David Cameron appoints special envoy for intelligence and law enforcement data sharing

Former ambassador to US to broker data snooping procedure between government and business

Prime minister David Cameron has appointed Sir Nigel Sheinwald as a special envoy on "intelligence and law enforcement data sharing".

The role was announced by Cameron this July, when he set out the government's plans to introduce emergency legislation to preserve data retention and investigation powers (the Data Retention and Investigatory Powers Act).

Cameron said at the time, "A number of overseas companies have asserted that their ability to work with the UK government is being severely constrained by international conflicts of jurisdiction.

"For example, where they think they have a British law saying that they should share data, and an American law saying that they shouldn't. So we intend to appoint a senior diplomat to work with America and other countries to address these concerns, and ensure that the lawful and justified transfer of information across borders takes place to protect our people's safety and security."

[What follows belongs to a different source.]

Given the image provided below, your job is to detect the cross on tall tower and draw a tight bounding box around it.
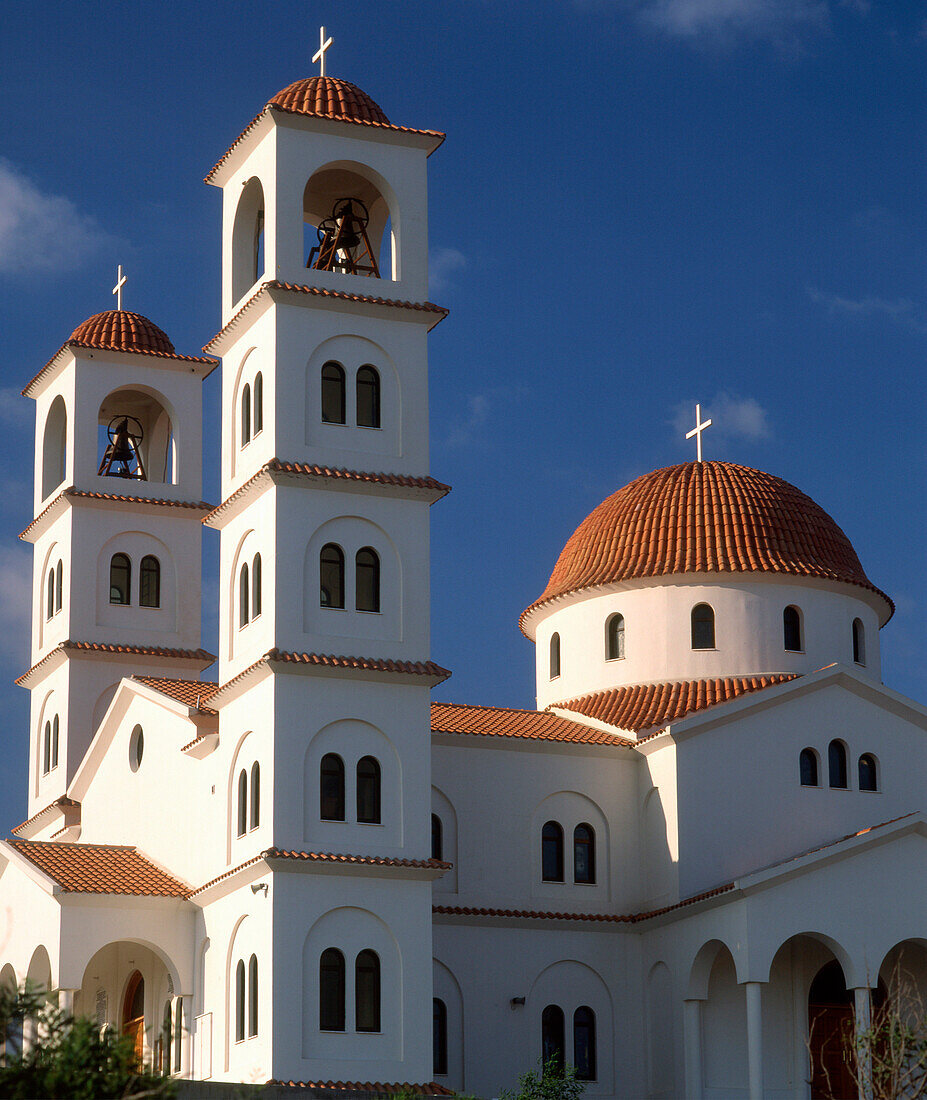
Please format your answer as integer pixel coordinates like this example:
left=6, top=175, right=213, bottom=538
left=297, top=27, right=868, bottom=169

The government said Sheinwald's "overarching objective" is to lead discussions with governments, "other key international partners" and communications service providers (CPSs) on ways to improve access to and share data between law enforcement and intelligence agencies under different jurisdictions.

He will seek to identify ways to "take forward the British government's relationship with CSPs" and explore how new formal arrangements "could improve data access and sharing" in both the short and longer term, said the government.

Sheinwald will be based in the Cabinet Office and report to the prime minister and deputy prime minister.

Sheinwald was previously a senior member of the diplomatic service, finishing as ambassador to the US from 2007 to 2012. After leaving the diplomatic service in 2012, he joined the board of Royal Dutch Shell as a non-executive director, and took on other international business appointments. He was also appointed as a visiting professor at King's College, London where he also serves on the governing council.